Gegen diesen Bescheid richtet sich die vorliegende Verwaltungsgerichtshofbeschwerde wegen Rechtswidrigkeit seines Inhaltes und Rechtswidrigkeit infolge Verletzung von Verfahrensvorschriften.

Der Beschwerdeführer erachtet sich in seinem Recht auf

Asylgewährung verletzt.

Der Verwaltungsgerichtshof hat erwogen:

Vorweg ist zur Rüge des Beschwerdeführers, der Spruch des angefochtenen Bescheides bezeichne den erstinstanzlichen Bescheid nicht, darauf hinzuweisen, daß sich aus der Begründung des angefochtenen Bescheides eindeutig ergibt, daß sich sein Spruch auf die Berufung des Beschwerdeführers gegen den Bescheid der Sicherheitsdirektion für das Bundesland Oberösterreich vom 18. Februar 1991, Zl. FrA-583/91 bezieht. Da Spruch und Begründung eines Bescheides insoweit eine Einheit darstellen, haftet dem angefochtenen Bescheid diesbezüglich keine Rechtswidrigkeit an.

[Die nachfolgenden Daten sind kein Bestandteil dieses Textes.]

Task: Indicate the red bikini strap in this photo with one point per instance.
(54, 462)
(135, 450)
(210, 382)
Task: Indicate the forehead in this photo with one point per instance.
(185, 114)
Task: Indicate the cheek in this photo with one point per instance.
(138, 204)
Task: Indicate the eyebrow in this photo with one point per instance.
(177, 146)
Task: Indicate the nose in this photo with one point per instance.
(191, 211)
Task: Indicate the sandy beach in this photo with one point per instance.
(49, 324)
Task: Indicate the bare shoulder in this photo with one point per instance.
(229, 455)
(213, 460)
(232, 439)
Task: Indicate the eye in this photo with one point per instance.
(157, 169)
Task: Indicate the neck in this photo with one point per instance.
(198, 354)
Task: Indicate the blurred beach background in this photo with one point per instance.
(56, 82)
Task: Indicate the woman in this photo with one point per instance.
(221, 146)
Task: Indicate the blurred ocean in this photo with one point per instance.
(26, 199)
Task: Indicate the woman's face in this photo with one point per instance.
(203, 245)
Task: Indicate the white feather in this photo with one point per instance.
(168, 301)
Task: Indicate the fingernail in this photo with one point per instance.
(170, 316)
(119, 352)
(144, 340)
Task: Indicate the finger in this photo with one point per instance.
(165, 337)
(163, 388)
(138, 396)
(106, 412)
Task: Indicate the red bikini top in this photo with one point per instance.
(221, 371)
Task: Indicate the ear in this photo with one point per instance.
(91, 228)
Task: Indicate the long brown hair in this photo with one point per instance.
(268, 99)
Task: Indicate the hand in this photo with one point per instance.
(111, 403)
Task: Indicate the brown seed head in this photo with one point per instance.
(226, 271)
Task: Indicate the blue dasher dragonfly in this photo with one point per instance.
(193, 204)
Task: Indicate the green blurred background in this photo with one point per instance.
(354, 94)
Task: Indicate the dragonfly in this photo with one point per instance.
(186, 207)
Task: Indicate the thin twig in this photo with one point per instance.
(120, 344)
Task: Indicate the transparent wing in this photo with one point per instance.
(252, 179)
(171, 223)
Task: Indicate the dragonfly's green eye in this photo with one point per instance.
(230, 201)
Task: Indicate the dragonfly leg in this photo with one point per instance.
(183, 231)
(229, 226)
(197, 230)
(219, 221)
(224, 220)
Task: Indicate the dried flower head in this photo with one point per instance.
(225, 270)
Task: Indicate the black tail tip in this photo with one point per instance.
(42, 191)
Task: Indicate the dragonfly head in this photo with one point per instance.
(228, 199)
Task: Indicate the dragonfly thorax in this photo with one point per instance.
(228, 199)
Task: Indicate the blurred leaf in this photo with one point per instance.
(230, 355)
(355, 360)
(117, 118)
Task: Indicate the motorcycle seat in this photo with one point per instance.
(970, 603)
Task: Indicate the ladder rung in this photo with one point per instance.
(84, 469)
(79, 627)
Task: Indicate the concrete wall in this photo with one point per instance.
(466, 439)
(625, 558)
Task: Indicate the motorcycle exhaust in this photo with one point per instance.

Inhaltlich vermeint der Beschwerdeführer, konkrete Asylgründe behauptet zu haben, die durch keine gegenteiligen Beweisergebnisse widerlegt seien. Dem ist zu entgegenen, daß nach ständiger hg. Judikatur, die auch auf die seit dem 1. Juni 1992 geltende neue Rechtslage anwendbar ist, nur Nachteile des Asylwerbers selbst, nicht aber Maßnahmen, die gegen seine Angehörigen gesetzt werden, als Grund für die Asylgewährung in Frage kommen können (vgl. dazu z.B. die bei Steiner, Österreichisches Asylrecht, Seite 28 Abs. 3 sowie in FN 70 und 71 referierten hg. Erkenntnisse). Daß dem Beschwerdeführer selbst wegen des Verhaltens seines Bruders Maßnahmen drohten, die die Annahme wohlbegründeter Furcht vor Verfolgung aus einem der in § 1 Abs. 1 AsylG 1991 genannten Gründe rechtfertigen könnten, hat der Beschwerdeführer nicht glaubhaft gemacht. Es kann in diesem Zusammenhang der belangten Behörde nicht entgegengetreten werden, wenn sie darauf hinwies, daß der Beschwerdeführer selbst bei der Verhaftung seines Bruders zugegen war und von den einschreitenden Militärangehörigen auch gesehen wurde und trotzdem unbehelligt blieb. Dazu kommt, daß der Beschwerdeführer nach seinem eigenen Vorbringen keinen in seiner Person gelegenen, von § 1 Z. 1 AsylG 1991 genannten Konventionsgrund ins Treffen führte und auch nicht die Gefahr einer sogenannten Sippenhaftung glaubhaft machte.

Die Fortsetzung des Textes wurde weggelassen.